The statutes provide that the bond must be “for the benefit and protection of each and every purchaser.”   Nothing in the statutes would allow a developer to fail to protect any purchaser's deposit, based on the date of purchase.

Finally, Gulf suggests that application of the bond to this claim would improperly apply the bond retroactively, seeking to distinguish this case from People v. Great American Ins.
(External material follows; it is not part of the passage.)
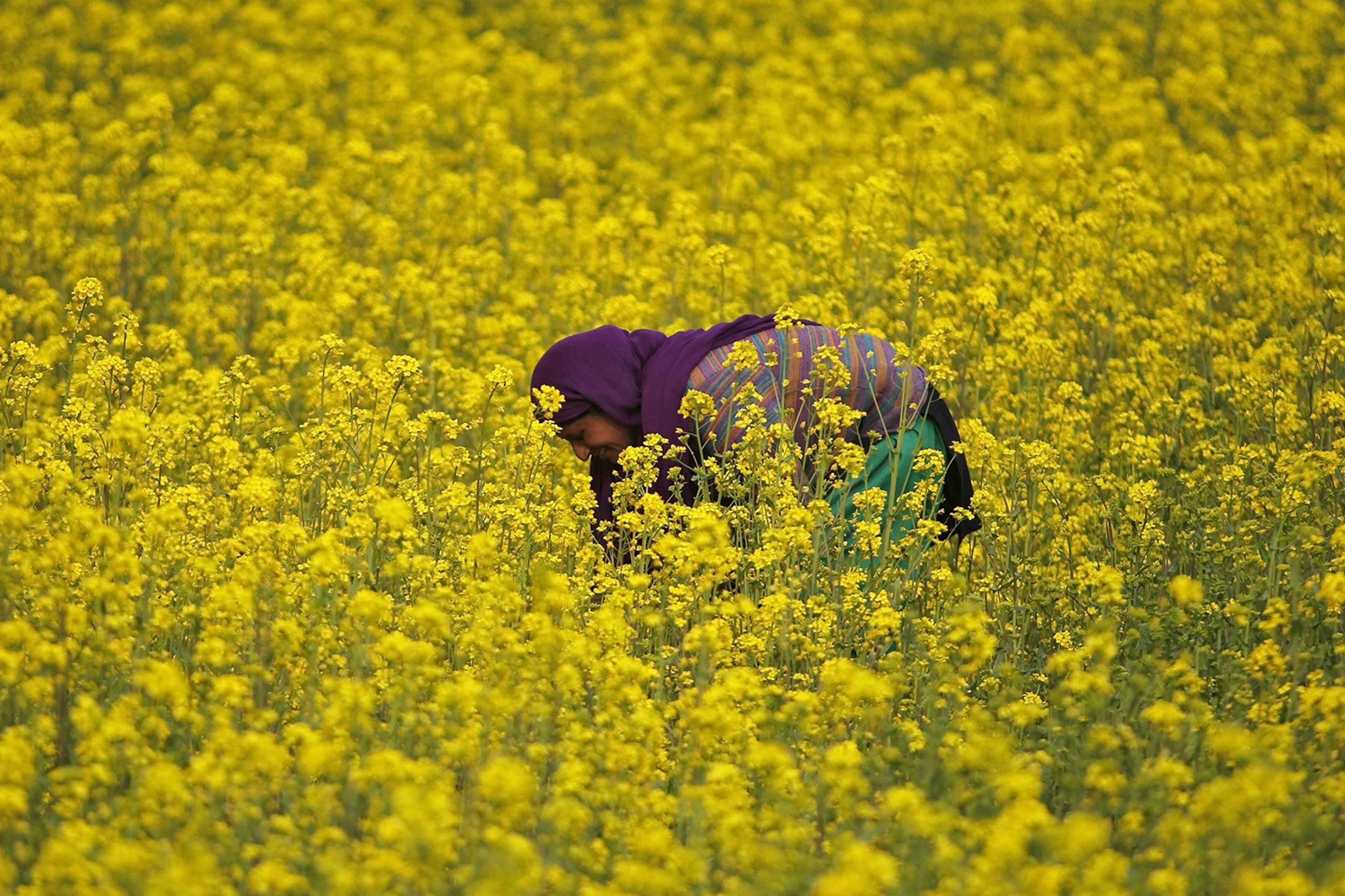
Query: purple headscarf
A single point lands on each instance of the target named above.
(638, 378)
Co. (1963) 222 Cal.App.2d 552, 35 Cal.Rptr. 267, cited by the trial court, which held that in some circumstances a bond may be interpreted retroactively.   We need not detain ourselves with this argument.   We do not interpret the bond retroactively, but in accord with its own terms.


The judgment is affirmed.


FN1. All further statutory references are to that code..  FN1. All further statutory references are to that code.

2.   Section 11013.2 is applicable to subdivisions which are subject to blanket encumbrances, and section 11013.4 is applicable to subdivisions which are not subject to such encumbrances.   The language quoted in the text herein is the same in both statutes, but they are not identical in all respects.   The record does not tell us whether LaVina Estates was subject to a blanket encumbrance, and the bond references both statutes.
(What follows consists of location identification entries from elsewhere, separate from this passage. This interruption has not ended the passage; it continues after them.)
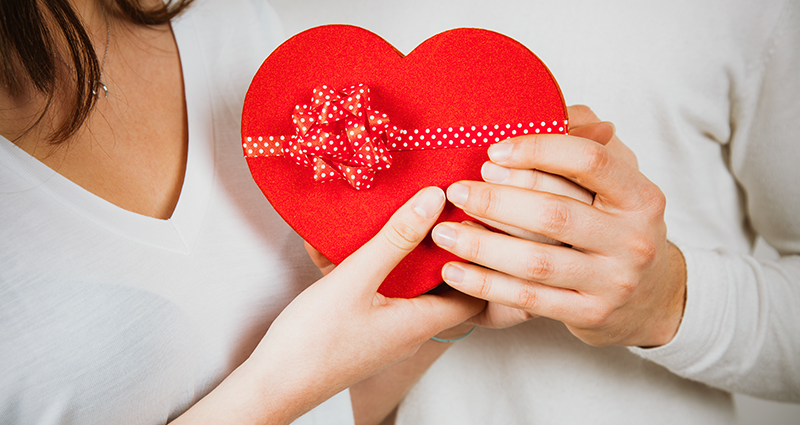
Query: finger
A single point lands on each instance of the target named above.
(514, 231)
(588, 164)
(323, 264)
(500, 316)
(600, 132)
(407, 227)
(534, 298)
(435, 313)
(561, 218)
(551, 265)
(580, 115)
(534, 180)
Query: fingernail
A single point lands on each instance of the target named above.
(494, 173)
(429, 202)
(444, 236)
(452, 274)
(500, 152)
(457, 194)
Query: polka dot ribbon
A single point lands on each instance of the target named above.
(340, 136)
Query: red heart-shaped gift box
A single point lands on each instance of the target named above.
(460, 78)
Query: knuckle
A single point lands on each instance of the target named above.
(597, 159)
(402, 236)
(487, 202)
(644, 250)
(538, 267)
(597, 317)
(527, 298)
(483, 286)
(533, 180)
(474, 249)
(556, 217)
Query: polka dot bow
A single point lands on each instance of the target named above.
(340, 136)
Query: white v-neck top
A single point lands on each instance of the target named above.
(108, 316)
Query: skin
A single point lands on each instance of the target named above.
(374, 398)
(617, 281)
(132, 152)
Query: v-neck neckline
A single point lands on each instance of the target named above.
(178, 232)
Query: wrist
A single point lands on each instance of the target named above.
(455, 333)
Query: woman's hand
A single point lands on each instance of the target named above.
(340, 330)
(619, 281)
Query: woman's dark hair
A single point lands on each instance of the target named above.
(31, 32)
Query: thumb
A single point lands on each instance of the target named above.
(402, 233)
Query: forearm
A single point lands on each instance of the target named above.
(243, 399)
(374, 398)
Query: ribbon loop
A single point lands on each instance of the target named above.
(339, 136)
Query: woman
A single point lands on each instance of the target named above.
(704, 93)
(140, 265)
3.   The parties apparently agree that, but for the issue before us here, Corby would be entitled to recover on the bond.

4.   Default judgment was entered against LaVina Estates and its related entity, Compass Homes.

5.   There is a dispute about the meaning of the word “sold.”   The trial court found that it meant the close of escrow and includes Corby.   Gulf argues that it means execution of the purchase agreement, so that Corby is excluded.   We need not resolve this dispute.   Corby's lot was either sold at the time the bond was issued-in which case his claim is covered-or it was still being offered for sale, in which case his claim was covered.   The inclusive language of the bond does not allow for a third, in-limbo, option.


We concur:  GRIGNON, Acting P.J., and MOSK, J.